Caption: Some basic errors that were automatically detected.
Note: find_labels_issues can determine which of the given Labels Potentially invalid only out of sample pred_probs.
Now that we have the indices of potentially mislabeled examples (identified by automated techniques), let’s remove these 471 examples from our training dataset. The exact same Davinci LLM specification on the filtered dataset achieves a test accuracy of 66% (on the same test data where our original Davinci LLM achieved 63% accuracy). we Reduced model error rate by 8% using less But better quality Training data!
# Remove data flagged with potential label error.
train_cl = train.drop(issue_idx).reset_index(drop=True)
format_data(train_cl, "train_cl.jsonl")
# Train a more robust classifier with less erroneous data.
!openai api fine_tunes.create -t "train_cl_prepared.jsonl" -v "test_prepared.jsonl" --compute_classification_metrics --classification_n_classes 3 -m davinci --suffix "dropped"
# Evaluate model on test data.
!openai api fine_tunes.results -i ft-InhTRQGu11gIDlVJUt0LYbEx > autofiltered.csv
df = pd.read_csv('autofiltered.csv')
dropped_acc = df.iloc[-1]['classification/accuracy']
>>> 0.6604166626930237
Instead of automatically fixing auto-detected label problems through filtering, a smarter (though more difficult) way to improve our dataset would be to manually fix label problems.
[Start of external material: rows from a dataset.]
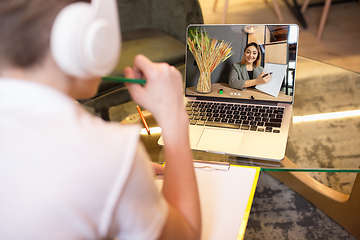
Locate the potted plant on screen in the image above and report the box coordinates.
[187,27,233,93]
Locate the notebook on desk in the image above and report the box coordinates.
[159,24,299,161]
[155,161,260,240]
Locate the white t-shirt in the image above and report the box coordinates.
[0,78,168,240]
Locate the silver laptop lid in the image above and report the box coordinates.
[185,24,299,104]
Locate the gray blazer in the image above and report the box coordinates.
[229,63,264,90]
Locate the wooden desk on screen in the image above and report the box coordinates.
[186,83,292,102]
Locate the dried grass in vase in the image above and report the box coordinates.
[187,27,233,93]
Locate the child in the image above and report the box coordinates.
[0,0,201,239]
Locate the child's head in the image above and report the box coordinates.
[0,0,121,98]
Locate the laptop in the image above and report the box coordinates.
[158,24,299,161]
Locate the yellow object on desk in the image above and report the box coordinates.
[155,161,260,240]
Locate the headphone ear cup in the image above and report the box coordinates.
[50,2,90,78]
[79,18,121,76]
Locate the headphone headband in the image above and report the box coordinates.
[50,0,121,79]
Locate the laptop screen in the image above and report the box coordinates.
[185,24,299,103]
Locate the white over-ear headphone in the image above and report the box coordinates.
[50,0,121,79]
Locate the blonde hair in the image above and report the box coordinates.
[241,42,261,67]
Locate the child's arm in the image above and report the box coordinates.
[125,55,201,239]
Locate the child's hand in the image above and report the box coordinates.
[124,55,188,130]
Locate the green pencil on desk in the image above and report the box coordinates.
[102,76,146,84]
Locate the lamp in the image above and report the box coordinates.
[244,25,259,33]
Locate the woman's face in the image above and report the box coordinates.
[245,46,259,64]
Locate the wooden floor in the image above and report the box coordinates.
[200,0,360,72]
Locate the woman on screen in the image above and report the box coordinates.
[229,42,271,90]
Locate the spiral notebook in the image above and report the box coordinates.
[155,161,260,240]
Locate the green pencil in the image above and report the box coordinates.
[261,168,360,173]
[102,76,146,84]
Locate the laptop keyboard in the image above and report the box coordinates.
[186,101,284,133]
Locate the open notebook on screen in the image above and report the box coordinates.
[159,24,299,161]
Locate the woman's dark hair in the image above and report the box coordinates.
[241,42,261,67]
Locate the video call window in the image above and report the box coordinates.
[185,25,298,102]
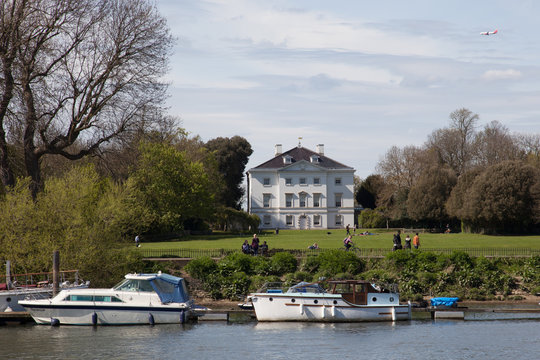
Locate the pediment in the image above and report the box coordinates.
[279,160,326,172]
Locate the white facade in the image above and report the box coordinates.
[247,145,354,229]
This simultaneously removes a noisy data point and adds an accurate one, but making such corrections manually is difficult. We did this manually using Cleanlab Studio, an enterprise data correction interface.
After replacing the bad labels we find with more suitable ones, we edit the exact same Davinci LLM into the manually edited database. The resulting model achieves 77% Accuracy (on the same test dataset as before), which is a 37% error reduction From our original version of this model.
# Load in and format data with the manually fixed labels.
train_studio = pd.read_csv('train_corrected.csv')
format_data(train_studio, "train_corrected.jsonl")
# Train a more robust classifier with the fixed data.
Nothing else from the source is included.